US President Donald Trump tried to get the man appointed to investigate his links to Russia fired, a long-awaited report has revealed. The 448 page redacted document, collated by Special Counsel Robert Mueller, was finally released on Thursday. Mr Trump’s legal team has described the report as a “total victory”. But the country’s top lawyer, William Barr, is facing heavy criticism of his handling of the report’s release. Senior Democrats have accused the attorney general of “misleading” them with an earlier summary of the report’s findings regarding whether Mr Trump obstructed justice. The mammoth document is the product of a 22-month investigation by Mr Mueller – who was appointed to probe Russian interference in the 2016 election and possible collusion between Russia and the Trump campaign.

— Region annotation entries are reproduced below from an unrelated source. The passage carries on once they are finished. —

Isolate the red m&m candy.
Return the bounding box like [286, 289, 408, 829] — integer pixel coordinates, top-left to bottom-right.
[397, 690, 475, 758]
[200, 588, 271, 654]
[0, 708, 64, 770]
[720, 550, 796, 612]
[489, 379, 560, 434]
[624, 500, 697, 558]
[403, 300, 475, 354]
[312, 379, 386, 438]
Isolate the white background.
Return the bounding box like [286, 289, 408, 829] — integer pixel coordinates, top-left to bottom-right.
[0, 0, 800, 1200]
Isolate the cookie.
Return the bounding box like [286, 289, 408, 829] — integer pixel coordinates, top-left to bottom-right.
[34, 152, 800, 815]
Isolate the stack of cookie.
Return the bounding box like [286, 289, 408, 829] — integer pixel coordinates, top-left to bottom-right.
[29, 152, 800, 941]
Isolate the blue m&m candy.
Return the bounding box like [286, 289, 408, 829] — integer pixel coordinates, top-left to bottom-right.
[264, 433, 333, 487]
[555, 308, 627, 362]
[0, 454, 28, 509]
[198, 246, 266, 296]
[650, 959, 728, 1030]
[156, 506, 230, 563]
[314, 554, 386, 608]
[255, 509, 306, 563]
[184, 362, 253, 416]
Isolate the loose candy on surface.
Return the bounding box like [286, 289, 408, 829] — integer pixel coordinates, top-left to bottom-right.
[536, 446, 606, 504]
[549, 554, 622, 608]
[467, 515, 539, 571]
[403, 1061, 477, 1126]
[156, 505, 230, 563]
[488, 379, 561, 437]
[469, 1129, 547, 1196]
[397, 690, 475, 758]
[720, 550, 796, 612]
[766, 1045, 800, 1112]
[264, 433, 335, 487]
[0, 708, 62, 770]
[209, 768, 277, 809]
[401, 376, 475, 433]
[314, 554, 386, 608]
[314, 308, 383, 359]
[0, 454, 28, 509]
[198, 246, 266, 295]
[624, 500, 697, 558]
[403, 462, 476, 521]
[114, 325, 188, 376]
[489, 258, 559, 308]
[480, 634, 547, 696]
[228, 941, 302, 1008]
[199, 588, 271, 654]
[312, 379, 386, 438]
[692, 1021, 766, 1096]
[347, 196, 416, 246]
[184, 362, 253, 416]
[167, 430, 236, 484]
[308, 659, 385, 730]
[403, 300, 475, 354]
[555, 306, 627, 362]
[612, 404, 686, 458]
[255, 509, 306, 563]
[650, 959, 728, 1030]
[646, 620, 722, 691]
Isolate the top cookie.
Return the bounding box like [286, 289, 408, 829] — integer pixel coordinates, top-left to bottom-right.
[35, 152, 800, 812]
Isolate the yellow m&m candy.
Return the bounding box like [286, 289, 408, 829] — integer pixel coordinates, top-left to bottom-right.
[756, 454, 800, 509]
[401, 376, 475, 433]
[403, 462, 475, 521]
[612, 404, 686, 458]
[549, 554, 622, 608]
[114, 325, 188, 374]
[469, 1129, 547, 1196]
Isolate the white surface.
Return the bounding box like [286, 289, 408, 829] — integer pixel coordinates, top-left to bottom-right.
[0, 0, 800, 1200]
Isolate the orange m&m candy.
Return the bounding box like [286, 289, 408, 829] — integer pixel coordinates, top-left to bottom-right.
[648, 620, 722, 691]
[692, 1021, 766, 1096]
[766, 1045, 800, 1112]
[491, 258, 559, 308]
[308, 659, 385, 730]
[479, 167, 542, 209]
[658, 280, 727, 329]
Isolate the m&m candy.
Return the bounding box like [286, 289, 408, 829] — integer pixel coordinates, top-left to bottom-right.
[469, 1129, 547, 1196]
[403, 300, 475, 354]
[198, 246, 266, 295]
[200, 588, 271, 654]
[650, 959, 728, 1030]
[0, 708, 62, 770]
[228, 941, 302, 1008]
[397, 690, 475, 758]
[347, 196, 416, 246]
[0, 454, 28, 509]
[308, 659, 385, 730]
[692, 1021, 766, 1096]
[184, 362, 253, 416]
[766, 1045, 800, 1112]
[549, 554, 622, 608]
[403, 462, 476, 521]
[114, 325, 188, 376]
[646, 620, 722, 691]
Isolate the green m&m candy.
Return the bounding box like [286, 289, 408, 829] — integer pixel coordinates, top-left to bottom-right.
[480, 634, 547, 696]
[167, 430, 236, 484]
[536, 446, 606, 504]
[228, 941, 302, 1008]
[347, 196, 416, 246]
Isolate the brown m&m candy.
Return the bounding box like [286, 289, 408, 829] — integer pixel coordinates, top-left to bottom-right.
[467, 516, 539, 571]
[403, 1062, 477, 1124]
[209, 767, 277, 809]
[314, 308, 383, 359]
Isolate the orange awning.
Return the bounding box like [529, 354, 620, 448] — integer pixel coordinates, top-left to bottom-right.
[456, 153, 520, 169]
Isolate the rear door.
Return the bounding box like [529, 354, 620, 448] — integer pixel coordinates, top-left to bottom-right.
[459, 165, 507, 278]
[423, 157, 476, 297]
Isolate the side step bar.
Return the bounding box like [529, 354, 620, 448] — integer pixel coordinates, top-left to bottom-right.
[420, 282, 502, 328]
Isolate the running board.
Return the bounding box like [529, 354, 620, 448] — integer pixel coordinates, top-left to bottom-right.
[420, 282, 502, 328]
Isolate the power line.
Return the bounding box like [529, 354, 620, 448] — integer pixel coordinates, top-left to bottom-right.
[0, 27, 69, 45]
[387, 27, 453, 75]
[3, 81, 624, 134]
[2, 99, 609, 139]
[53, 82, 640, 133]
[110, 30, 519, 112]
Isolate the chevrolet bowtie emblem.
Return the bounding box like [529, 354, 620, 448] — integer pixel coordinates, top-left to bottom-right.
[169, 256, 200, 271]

President Donald Trump tried to seize control of the Russia probe and force Mueller’s removal to stop him from investigating potential obstruction of justice by the president. Trump was largely thwarted by those around him who refused to go along. Mueller laid out multiple episodes in which Trump directed others to influence or curtail the Russia investigation after the special counsel’s appointment in May 2017. Those efforts “were mostly unsuccessful, but that is largely because the persons who surrounded the President declined to carry out orders or accede to his requests,” Mueller wrote. The report’s bottom line largely tracked the findings revealed in Attorney General William Barr’s four-page memo released a month ago no collusion with Russia but no clear verdict on obstruction but it added new layers of detail about Trump’s efforts to thwart the investigation. Looking ahead, both sides were already using the findings to amplify well-rehearsed arguments about Trump’s conduct, Republicans casting him as a victim of harassment and Democrats depicting the president as stepping far over the line to derail the investigation. The Justice Department released its redacted version of the report about 90 minutes after Barr offered his own final assessment of the findings at a testy news conference. The nation, Congress and Trump’s White House consumed it voraciously online, via a compact disc delivered to legislators and in loose-leaf binders distributed to reporters.

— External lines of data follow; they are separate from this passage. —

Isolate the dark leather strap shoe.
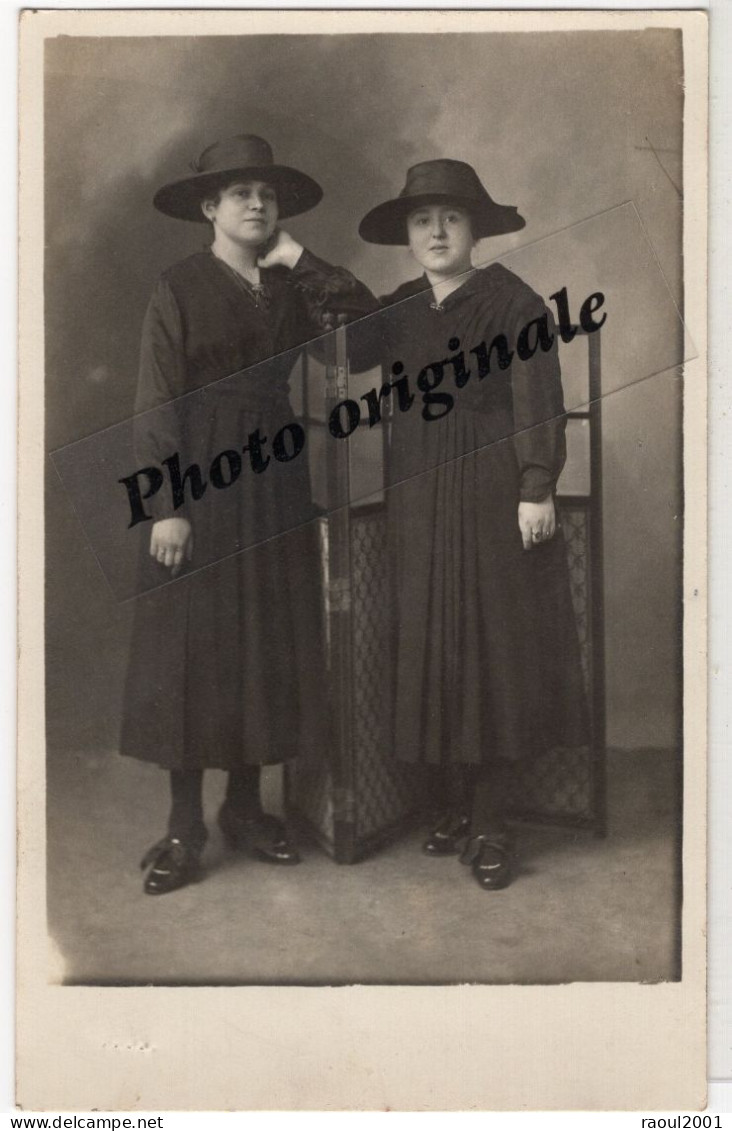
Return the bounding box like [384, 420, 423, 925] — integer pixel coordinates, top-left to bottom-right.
[140, 836, 204, 896]
[218, 805, 300, 864]
[460, 834, 516, 891]
[422, 813, 471, 856]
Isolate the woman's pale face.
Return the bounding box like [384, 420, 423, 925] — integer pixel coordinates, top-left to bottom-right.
[406, 204, 475, 278]
[203, 181, 278, 248]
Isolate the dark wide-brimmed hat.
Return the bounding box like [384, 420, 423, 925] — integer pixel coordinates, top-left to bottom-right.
[153, 133, 322, 223]
[359, 157, 526, 244]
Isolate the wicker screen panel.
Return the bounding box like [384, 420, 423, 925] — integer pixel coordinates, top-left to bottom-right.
[351, 509, 417, 840]
[287, 501, 601, 862]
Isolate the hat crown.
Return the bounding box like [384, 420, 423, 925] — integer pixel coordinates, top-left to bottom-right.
[399, 157, 488, 200]
[193, 133, 275, 173]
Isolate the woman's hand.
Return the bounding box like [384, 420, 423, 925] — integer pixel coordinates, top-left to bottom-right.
[518, 495, 557, 550]
[150, 518, 193, 577]
[257, 227, 303, 270]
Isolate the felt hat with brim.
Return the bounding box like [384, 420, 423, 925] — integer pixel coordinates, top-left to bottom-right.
[153, 133, 322, 223]
[359, 157, 526, 244]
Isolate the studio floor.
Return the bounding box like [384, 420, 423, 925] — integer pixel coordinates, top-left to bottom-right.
[48, 750, 679, 985]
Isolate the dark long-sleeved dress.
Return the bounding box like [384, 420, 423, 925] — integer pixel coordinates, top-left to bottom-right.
[121, 251, 374, 769]
[361, 265, 588, 765]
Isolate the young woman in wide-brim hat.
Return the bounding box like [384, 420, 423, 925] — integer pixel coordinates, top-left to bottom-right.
[121, 135, 376, 895]
[355, 159, 587, 890]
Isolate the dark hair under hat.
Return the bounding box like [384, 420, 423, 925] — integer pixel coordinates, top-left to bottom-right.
[153, 133, 322, 223]
[359, 157, 526, 244]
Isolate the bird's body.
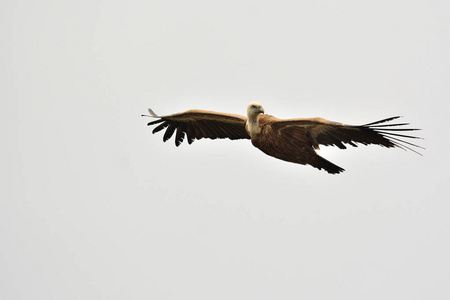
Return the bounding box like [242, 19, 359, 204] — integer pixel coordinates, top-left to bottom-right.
[148, 102, 418, 174]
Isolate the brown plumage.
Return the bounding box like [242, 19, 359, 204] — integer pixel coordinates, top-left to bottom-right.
[143, 102, 423, 174]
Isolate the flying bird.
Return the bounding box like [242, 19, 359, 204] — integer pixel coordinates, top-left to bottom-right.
[143, 102, 423, 174]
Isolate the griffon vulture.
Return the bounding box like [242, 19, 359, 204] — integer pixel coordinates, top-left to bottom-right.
[144, 102, 422, 174]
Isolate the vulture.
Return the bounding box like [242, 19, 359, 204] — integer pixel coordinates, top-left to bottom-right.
[143, 102, 424, 174]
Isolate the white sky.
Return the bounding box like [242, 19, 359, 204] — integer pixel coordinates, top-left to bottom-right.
[0, 0, 450, 300]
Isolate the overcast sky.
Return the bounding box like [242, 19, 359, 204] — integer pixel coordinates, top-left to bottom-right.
[0, 0, 450, 300]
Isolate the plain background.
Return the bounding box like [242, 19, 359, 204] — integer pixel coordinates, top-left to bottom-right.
[0, 0, 450, 300]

‘Lawyers don’t take notes’
The report describes Mr Trump scolding White House counsel Donald McGahn for taking notes in meetings with the special counsel’s office investigators.”The President then asked, ‘What-about these notes? Why do you take notes? Lawyers don’t take notes. I never had a lawyer who took notes.’ McGahn responded that he keeps notes because he is a ‘real lawyer’ and explained that notes create a record and are not a bad thing,” it states. The president is then quoted as saying “I’ve had a lot of great lawyers, like Roy Cohn. He did not take notes.” Roy Cohn assisted Senator Joseph McCarthy’s attempts to expose US communists in the 1950s before going on to work for Mr Trump as he launched his business career.

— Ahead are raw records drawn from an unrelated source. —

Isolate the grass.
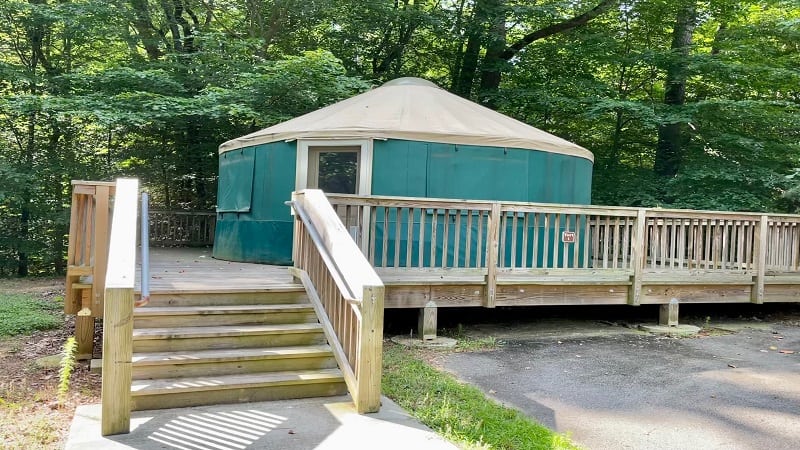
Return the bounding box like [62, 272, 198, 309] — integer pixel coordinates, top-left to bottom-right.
[0, 294, 64, 337]
[382, 345, 577, 449]
[0, 277, 100, 450]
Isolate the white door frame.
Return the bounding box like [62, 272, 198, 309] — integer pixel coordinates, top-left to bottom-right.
[294, 139, 372, 195]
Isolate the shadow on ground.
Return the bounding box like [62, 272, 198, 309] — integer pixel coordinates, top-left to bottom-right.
[66, 397, 456, 450]
[439, 320, 800, 449]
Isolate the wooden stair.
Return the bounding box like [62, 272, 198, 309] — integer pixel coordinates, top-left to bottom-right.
[131, 285, 347, 410]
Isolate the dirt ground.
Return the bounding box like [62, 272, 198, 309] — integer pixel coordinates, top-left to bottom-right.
[0, 279, 100, 450]
[435, 305, 800, 450]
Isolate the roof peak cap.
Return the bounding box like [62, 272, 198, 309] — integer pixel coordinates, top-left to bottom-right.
[381, 77, 441, 89]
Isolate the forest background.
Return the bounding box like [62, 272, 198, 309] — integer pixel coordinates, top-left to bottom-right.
[0, 0, 800, 276]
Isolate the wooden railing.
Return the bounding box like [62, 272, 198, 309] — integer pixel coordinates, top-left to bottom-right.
[101, 179, 139, 436]
[149, 210, 217, 247]
[328, 194, 800, 306]
[64, 181, 116, 359]
[290, 189, 384, 413]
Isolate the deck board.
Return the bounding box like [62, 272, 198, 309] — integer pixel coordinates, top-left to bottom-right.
[136, 248, 800, 308]
[135, 248, 295, 293]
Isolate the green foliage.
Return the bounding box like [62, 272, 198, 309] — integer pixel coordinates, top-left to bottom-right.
[58, 336, 78, 402]
[0, 294, 63, 337]
[381, 346, 575, 449]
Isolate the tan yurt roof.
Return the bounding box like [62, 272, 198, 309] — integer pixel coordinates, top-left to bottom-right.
[219, 78, 594, 161]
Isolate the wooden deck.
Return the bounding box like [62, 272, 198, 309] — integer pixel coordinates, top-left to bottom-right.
[136, 247, 302, 294]
[136, 248, 800, 308]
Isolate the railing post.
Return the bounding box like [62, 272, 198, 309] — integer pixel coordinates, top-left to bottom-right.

Top legal official always carried a resignation letter
The report offers insight into the strained relationship between Mr Trump and his first attorney general, Jeff Sessions. The president criticised Mr Sessions both privately and publicly, and called upon him to regain control of the investigation. The friction between the two reached a point where Mr Sessions was ready to quit at a moment’s notice, the report says. “In light of the President’s frequent public attacks, Sessions prepared another resignation letter and for the rest of the year carried it with him in his pocket every time he went to the White House,” the report says.